Il governo sceglie la nuova Consob

MILANO – Al Consiglio dei ministri di oggi non dovrebbe partecipare il premier Silvio Berlusconi, ma è possibile che il sottosegretario Gianni Letta spinga per la nomina del sostituto di Lamberto Cardia alla Consob, in scadenza proprio oggi e già  indicato per la presidenza delle Ferrovie dello Stato.

La nomina spetta al Cdm sentito il parere non vincolante del ministro dell’Economia e dunque Letta avrà  una forte influenza sulla nomina che Berlusconi potrebbe ratificare domani al suo ritorno dal Brasile. Ed è ormai noto che Letta sponsorizzi fortemente il passaggio di Antonio Catricalà  dall’autorità  antitrust alla Consob, un grand commis che negli ultimi cinque anni si è distinto per diversi attacchi frontali alle lobby dei poteri economici cercando comunque la concertazione e molto spesso guadagnandosi il plauso delle associazioni dei consumatori.

Ma per procedere alla nomina bisognerà  in qualche modo aver trovato la quadra anche per il sostituto di Catricalà  all’Antitrust, operazione non facile in quanto in questo caso occorre il beneplacito dei presidenti di Camera e Senato, cioè Renato Schifani e Gianfranco Fini. A questo proposito sembra sia stato lo stesso Catricalà  nelle ultime ore a proporre il nome del viceministro all’Economia Giuseppe Vegas come suo sostituto, una figura che in qualche modo andrebbe a soddisfare i desiderata di Giulio Tremonti. Il quale, ormai sette anni fa, andò su tutte le furie quando Letta avallò la nomina di Cardia senza consultarlo preventivamente. Il quadro potrebbe poi essere completato con la nomina a quarto commissario Consob di Massimo Varazzani, ex amministratore delegato della Cassa Depositi e Prestiti, che l’entourage di Tremonti vorrebbe comunque piazzare in una posizione importante. Non si esclude però che Catricalà  voglia portarsi un uomo di sua fiducia all’interno della Commissione, e in questo caso si fa il nome del professore milanese Carlo Maria Pinardi. La scelta del nuovo presidente dell’Antitrust non pare comunque scontata poiché in corsa vi sono Giampiero Massolo, un diplomatico ora segretario generale della Farnesina e che è stato capo di gabinetto di Fini quando era ministro degli Esteri, o l’attuale presidente della Corte di Cassazione Vincenzo Carbone che risultava in cima alla lista di preferenze di Berlusconi.

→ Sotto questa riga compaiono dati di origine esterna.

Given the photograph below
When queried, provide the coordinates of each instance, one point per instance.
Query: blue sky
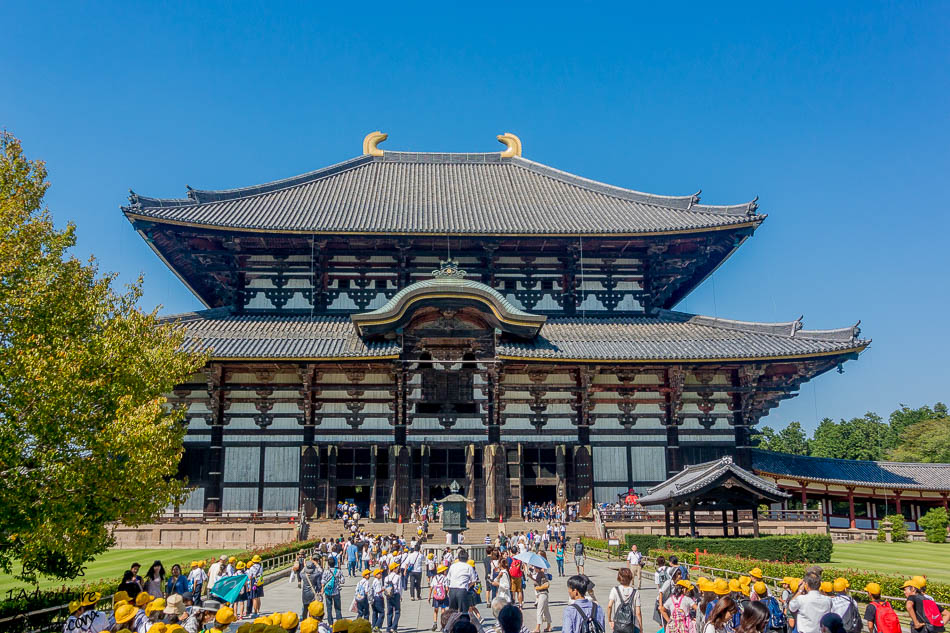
(834, 114)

Tuttavia non è ancora detto che oggi esca dal Cdm il nome del nuovo presidente della Consob e dell’Antitrust. Sono in molti a pensare che l’authority di vigilanza sui mercati e la Borsa possa andare avanti almeno un mese con una Commissione formata da tre elementi, al momento Michele Pezzinga, Luca Enriques e Vittorio Conti, in attesa che tutti i tasselli della politica vadano al loro posto. Per l’Antitrust vi sono poi 45 giorni di tempo a disposizione. Certo la fumata nera o grigia non sarebbe un bel segnale verso l’esterno, soprattutto in una situazione generale dei mercati molto delicata quale l’attuale. Anche se i tre Commissari in carica si sono dimostrati sinora i commissari più in grado di comprendere le logiche del mercato e più inflessibili dal punto di vista etico e morale.

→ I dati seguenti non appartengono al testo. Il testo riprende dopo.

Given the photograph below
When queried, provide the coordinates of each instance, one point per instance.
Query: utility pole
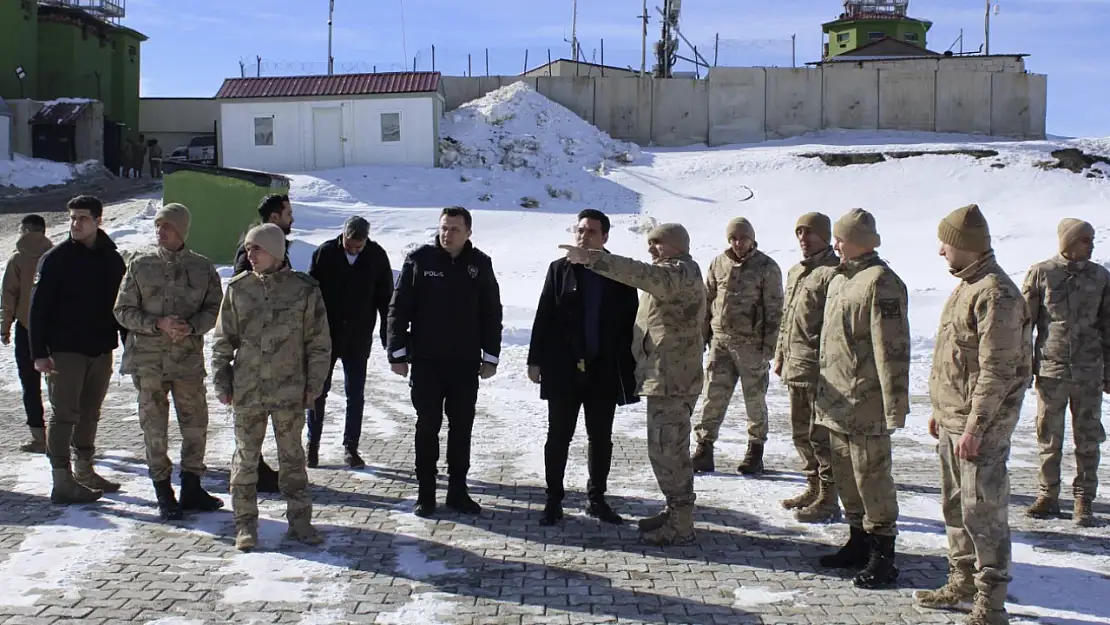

Tanto che, se lasciati soli, potrebbero cogliere l’occasione di tirare fuori dal cassetto il codice etico interno alla Consob che l’abile regia di Cardia aveva provveduto a disperdere negli uffici interni fin dallo scorso aprile. Se fosse entrato in vigore il codice etico avrebbe infatti obbligato il presidente uscente a segnalare preventivamente alla Commissione tutti i casi di conflitto di interessi (anche con i famigliari) con i soggetti vigilati che l’hanno per esempio costretto ad astenersi dalle votazioni su Fondiaria-Sai o Mariella Burani.